According to Russian officials, an aircraft carrying notorious warlord Yevgeny Prigozhin, whose Wagner group launched a failed insurrection in June, crashed on a flight from Moscow to Saint Petersburg.
According to state newswire RIA Novosti, all ten individuals on board the plane, including three crew members, died in the crash. Russian officials said that a man with Prigozhin’s name was among the passengers, without elaborating further.
If confirmed, Prigozhin’s death would put an end to the warlord’s soaring career over a year and a half into President Vladimir Putin’s invasion of Ukraine, and two months after he led his paramilitary force on a historic, failed march on Moscow.
A post by Grey Zone, a Wagner-connected social media channel, claimed that Russian anti-aircraft defences had shot down the plane in the Tver region near the village of Kuzhenkino.
It said that residents heard “two bursts of characteristic air defence fire” before the fall of the plane, “and this is confirmed by inversion traces in the sky in one of the videos”, it said, adding that the information was preliminary.
UPDATE: There are reports that the head of Wagner Group, Yevgeny Prigozhin was on the business plane that crashed today in Russia.
10 people are reportedly dead. It belonged to Prigozhin and Russian media is reporting that he was on the plane.
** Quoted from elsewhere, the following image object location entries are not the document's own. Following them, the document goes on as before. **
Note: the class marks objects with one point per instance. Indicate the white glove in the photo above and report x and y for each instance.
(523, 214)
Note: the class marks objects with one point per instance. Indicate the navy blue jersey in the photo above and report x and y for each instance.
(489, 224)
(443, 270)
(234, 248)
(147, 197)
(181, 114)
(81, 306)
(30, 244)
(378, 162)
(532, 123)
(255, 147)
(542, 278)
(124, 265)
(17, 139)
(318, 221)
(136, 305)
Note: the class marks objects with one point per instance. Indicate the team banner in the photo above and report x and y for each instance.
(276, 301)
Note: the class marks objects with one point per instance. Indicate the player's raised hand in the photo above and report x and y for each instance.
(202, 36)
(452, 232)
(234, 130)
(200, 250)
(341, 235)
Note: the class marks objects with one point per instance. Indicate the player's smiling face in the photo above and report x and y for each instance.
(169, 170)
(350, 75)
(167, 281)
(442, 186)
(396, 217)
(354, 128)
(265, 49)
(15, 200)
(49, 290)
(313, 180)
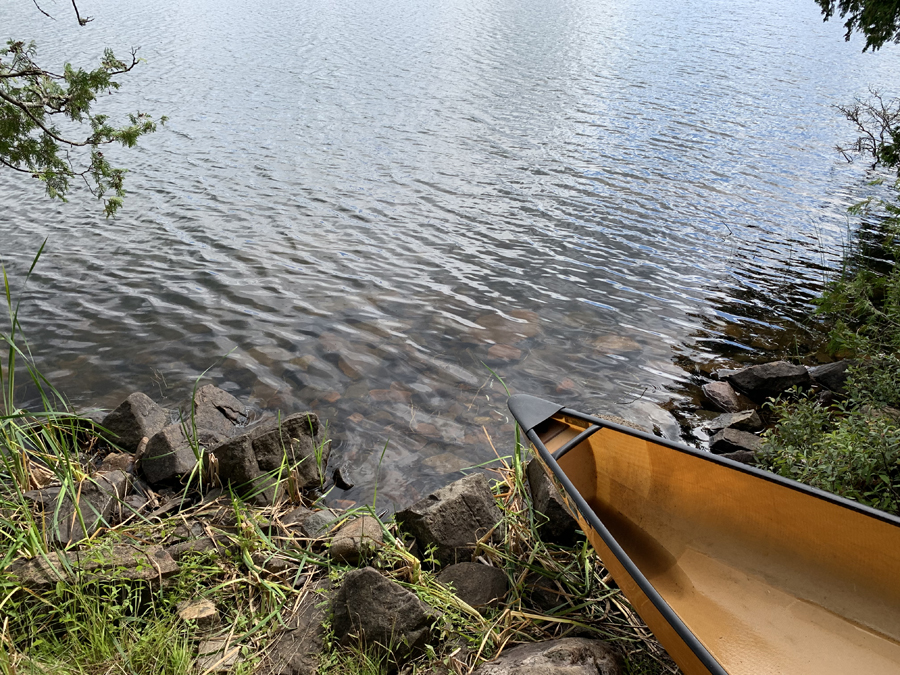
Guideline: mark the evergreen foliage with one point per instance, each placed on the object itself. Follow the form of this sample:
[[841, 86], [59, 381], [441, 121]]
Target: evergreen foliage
[[35, 103]]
Wagner sources claim that… pic.twitter.com/RJZWhn1mcF
— Brian Krassenstein (@krassenstein) August 23, 2023
Locals had heard two huge explosions before the collision, according to Mash, a news site on the social networking platform Telegram.
Prigozhin, a former Kremlin caterer known as “Putin’s chef,” rose to become one of the most prominent commanders of Russia’s war effort before turning on the military leadership and launching a coup against them in late June.
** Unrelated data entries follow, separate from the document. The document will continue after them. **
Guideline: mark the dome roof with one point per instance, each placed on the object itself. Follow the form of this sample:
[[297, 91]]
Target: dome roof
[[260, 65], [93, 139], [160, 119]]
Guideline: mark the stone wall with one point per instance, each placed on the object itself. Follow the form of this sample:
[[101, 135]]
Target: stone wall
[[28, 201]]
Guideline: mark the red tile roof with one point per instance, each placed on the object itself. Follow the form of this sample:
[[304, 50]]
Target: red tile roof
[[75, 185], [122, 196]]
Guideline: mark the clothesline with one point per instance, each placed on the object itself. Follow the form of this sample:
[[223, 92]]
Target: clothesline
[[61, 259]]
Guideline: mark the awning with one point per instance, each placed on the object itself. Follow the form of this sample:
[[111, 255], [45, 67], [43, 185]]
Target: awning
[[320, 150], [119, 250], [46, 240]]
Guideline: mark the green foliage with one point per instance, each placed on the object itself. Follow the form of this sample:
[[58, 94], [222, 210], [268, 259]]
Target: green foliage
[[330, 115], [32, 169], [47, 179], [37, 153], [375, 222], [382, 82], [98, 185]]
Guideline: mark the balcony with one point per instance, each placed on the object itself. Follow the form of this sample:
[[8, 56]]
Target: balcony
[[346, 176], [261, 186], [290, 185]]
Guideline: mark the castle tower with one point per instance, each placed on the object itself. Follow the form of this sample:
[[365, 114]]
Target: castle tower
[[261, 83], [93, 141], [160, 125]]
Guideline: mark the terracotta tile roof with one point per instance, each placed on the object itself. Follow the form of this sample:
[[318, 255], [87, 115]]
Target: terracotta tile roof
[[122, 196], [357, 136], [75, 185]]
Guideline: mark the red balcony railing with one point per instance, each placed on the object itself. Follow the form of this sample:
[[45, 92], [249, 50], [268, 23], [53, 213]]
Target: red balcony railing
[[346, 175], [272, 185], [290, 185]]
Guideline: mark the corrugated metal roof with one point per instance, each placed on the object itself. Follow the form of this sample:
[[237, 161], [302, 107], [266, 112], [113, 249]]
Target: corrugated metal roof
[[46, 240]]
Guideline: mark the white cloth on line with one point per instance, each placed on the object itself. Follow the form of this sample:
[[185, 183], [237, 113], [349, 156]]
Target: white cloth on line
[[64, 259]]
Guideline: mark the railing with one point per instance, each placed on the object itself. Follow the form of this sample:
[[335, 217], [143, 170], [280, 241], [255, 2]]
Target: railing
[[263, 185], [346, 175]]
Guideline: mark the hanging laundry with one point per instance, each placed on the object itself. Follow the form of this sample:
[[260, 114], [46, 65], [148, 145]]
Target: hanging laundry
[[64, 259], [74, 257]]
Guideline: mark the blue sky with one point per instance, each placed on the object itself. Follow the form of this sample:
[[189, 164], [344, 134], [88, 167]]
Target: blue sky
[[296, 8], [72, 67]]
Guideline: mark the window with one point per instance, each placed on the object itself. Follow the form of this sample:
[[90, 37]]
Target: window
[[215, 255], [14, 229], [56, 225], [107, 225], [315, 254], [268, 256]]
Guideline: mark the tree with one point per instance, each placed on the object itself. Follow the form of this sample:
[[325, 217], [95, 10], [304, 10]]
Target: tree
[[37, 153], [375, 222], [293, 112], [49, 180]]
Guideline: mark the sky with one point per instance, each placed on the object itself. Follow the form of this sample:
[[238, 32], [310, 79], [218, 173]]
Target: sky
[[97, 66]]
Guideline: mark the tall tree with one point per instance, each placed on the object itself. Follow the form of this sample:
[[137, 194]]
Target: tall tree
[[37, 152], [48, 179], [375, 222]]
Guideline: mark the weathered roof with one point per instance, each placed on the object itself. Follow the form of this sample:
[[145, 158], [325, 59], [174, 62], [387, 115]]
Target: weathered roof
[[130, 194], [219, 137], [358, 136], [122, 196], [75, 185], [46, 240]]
Despite the fact that Wagner’s men practically took control of two major cities in southern Russia, killing at least 13 soldiers and downing two helicopters and a plane on its way to Moscow, Putin appeared to forgive them.
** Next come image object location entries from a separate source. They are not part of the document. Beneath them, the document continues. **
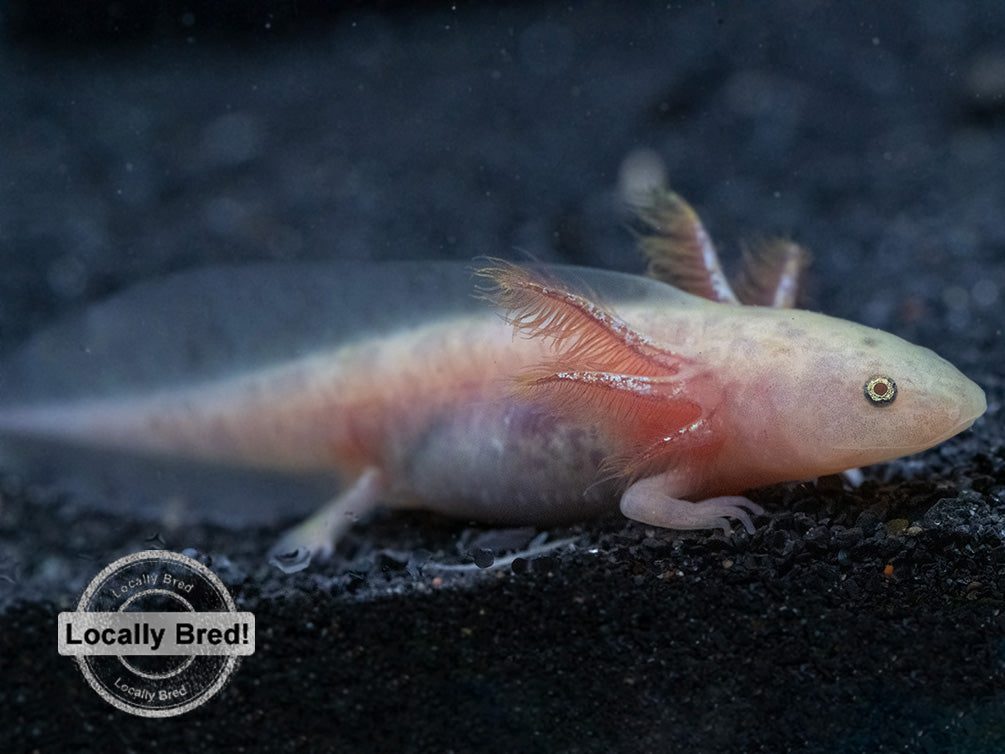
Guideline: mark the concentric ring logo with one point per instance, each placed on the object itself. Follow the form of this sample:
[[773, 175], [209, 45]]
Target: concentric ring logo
[[156, 633]]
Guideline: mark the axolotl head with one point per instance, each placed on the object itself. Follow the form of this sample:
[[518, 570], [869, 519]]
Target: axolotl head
[[831, 394]]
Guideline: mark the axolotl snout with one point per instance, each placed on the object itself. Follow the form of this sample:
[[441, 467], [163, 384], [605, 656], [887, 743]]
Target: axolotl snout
[[552, 397]]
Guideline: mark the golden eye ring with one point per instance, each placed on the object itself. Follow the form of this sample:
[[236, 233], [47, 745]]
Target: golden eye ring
[[879, 390]]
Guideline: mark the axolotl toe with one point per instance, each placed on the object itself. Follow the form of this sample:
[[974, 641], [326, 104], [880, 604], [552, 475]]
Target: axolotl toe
[[555, 394]]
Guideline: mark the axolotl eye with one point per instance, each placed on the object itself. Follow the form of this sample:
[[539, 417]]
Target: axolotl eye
[[879, 390]]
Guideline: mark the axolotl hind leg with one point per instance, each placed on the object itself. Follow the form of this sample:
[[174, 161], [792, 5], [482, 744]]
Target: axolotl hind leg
[[647, 502], [315, 538]]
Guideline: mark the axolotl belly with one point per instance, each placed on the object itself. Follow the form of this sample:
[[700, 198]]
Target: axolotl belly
[[557, 395]]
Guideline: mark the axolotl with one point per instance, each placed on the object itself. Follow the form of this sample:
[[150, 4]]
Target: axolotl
[[521, 394]]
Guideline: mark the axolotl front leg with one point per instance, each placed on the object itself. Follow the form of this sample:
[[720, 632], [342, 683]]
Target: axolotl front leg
[[316, 537], [648, 502]]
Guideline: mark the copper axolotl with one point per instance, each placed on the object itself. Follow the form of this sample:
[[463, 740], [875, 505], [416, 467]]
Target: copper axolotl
[[520, 394]]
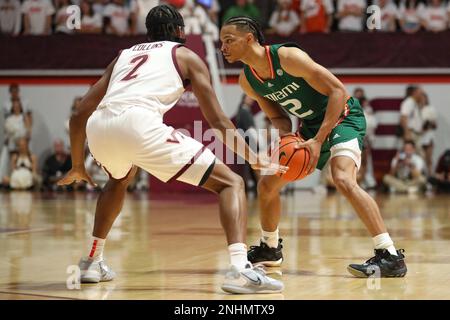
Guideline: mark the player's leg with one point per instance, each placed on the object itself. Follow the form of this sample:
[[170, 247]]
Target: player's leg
[[346, 143], [389, 262], [232, 205], [114, 155], [268, 252], [109, 204], [241, 278], [182, 158]]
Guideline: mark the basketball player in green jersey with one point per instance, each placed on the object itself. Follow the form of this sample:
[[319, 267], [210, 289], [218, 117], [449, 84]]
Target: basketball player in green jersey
[[284, 79]]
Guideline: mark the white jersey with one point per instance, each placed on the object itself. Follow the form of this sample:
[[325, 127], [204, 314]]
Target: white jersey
[[145, 75]]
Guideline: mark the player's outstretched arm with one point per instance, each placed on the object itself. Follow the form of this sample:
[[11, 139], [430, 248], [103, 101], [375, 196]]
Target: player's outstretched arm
[[194, 69], [78, 127]]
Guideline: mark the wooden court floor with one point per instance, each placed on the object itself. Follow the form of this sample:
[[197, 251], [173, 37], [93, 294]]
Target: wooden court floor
[[175, 249]]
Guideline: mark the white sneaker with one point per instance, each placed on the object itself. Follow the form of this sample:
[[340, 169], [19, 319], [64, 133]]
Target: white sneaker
[[250, 280], [95, 271]]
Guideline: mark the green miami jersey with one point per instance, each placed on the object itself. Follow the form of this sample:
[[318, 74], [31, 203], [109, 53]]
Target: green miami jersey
[[298, 98]]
Wagner agreed to go into exile in neighbouring Belarus, whose president, Alexander Lukashenko, arranged the truce.
Last month, Prigozhin stated that Wagner’s forces would eventually be redeployed.
Although Prigozhin appeared to have been reintegrated into the Russian security establishment, American officials had said they expected that he was likely to face retribution.
“Putin is someone who generally thinks that revenge is a dish best served cold,” William Burns, CIA director, said while speaking at the Aspen Security Forum last month. “In my experience Putin is the ultimate apostle of payback so I would be surprised if Prigozhin escapes further retribution for this.”
According to flight tracking website Flightradar24, the aircraft was an Embraer Legacy that Prigozhin had often used to go around Russia and as far away as Africa.
It was at 28,000 feet and travelling at a ground speed of 513 knots when it last communicated its location.
The flight path looks to match the aircraft’s typical route to St. Petersburg, which it last took on July 6.
The plane was shown fast descending from the sky, accompanied by a plume mimicking bullets fired from anti-aircraft defences, before crashing to the ground in a ball of flame in video provided on social media with ties to Russian security agencies.
However, Mash also reported that security services were investigating the possibility of a “terrorist attack on board” as another potential cause of the blast.